‘The exercise was very rich, everybody participated deeply, the walls were full of flipcharts with stuff. So many ideas floating around! It proves that, when we ask people, there is no shortage of innovation in their heads. We have very bright people in the company; we are blessed with that.
Many angles were explored. In particular, the guy from Sales in the South brought fresh thinking about the competitor situation, a complex one. We ended with a full complex, new picture of the enormous challenges we face, and I have never seen so much fresh and good material coming from the participation of everybody.
Due to the time constrains of two hours, we asked two people to give us the two key points coming from a maximum of two flipcharts. Each point could have max two bullet points. And here is the attachment, 2MB’.
And the above paradox repeats itself a hundred times per second in meeting rooms across all corporations. The fear of not capturing a rich world (and above all to be seen as unable to do so by others) leads to a simplification and reductionist exercise that inevitably focuses on the most tangible and concrete, the most manageable and the most consensual. To put stickers on the wall and rank statements is easy. To grab the unexpected, the un-categorised and unmanageable is difficult.

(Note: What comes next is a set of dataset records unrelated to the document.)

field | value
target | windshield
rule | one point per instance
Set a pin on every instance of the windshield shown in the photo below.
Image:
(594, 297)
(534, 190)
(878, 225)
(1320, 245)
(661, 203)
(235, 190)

Over the exercise, the richness of the origins gets progressively slimmed down to a manageable version of life which is more comfortable, predictable and more easily associated to an action bullet point. I have never, ever been part of any of these ‘sessions’ that ended with ‘and for this, we don’t know what to do with it’. The horror of the unclassified and the irritatingly undefined leads to ‘closure’ at any cost. This is what traditional management thinking has told us to do.
What is left behind in that immense intellectual idea-graveyard of the flipchart is perhaps written down as ‘other points’, if lucky. What we take with us to the car park is a summary.
If you marry a summary, you’ll breed bullet points. Life is much easier, if hardly real. But it can pay the mortgage and even give you a promotion. We manage organizations with unreal pictures, filtered realities and dwarfed versions of issues. There is a title in traditional management education that helps you to avoid this.
These two positions may be part of the solution: ‘Make everything as simple as possible, but not simpler’ (attributed to Einstein) and ‘It seems that perfection is reached not when there is nothing left to add, but when there is nothing left to take away’, by Antoine de Saint Exupery. We, in management, have a long way to go to reach a reasonable point of critical thinking in which we acknowledge the complexity and resist the reality on a diet.
I wish leaders could stop requesting ‘the summary’ and start asking for ‘your enlarged version of things’. That would be a bit disruptive. If longer.